How Are Oceanic and Continental Crust Alike?
Continental and oceanic crust are both destroyed in subduction zones and lie atop Earth’s mantle, though they differ in thickness, density, age and chemical composition. A subduction zone is an area of Earth’s crust where tectonic plates meet.
The oceanic crust is thinner, denser and younger than the continental crust. It is the outermost layer of Earth’s lithosphere and is found under oceans. It is formed at divergent plate boundaries on oceanic ridges. The oceanic crust is about 4 miles thick and is composed of several layers of lavas made of basalt, diabese and gabbro. Oceanic crust can be aged up to 200 million years. Because oceanic plates are denser than the buoyant continental plates, they are the ones that sink, or subduct, when the two plates converge, according to the National Park Service.

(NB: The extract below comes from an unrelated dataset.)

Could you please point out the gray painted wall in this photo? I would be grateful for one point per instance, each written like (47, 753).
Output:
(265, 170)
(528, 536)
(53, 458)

Continental crust is about 22 miles thick and has a surface elevation of 3 miles above the ocean floor. The structure and origin of continental crust is more complex than that of oceanic crust. As oceanic plates subduct beneath continental plates, rock is scraped off the top of oceanic plates and built up, causing lateral growth of the continental crust. These subduction zones are often marked by volcanoes. The age of the continental crust is almost two billion years. The continental crust is composed of slightly less dense rock, such as granite.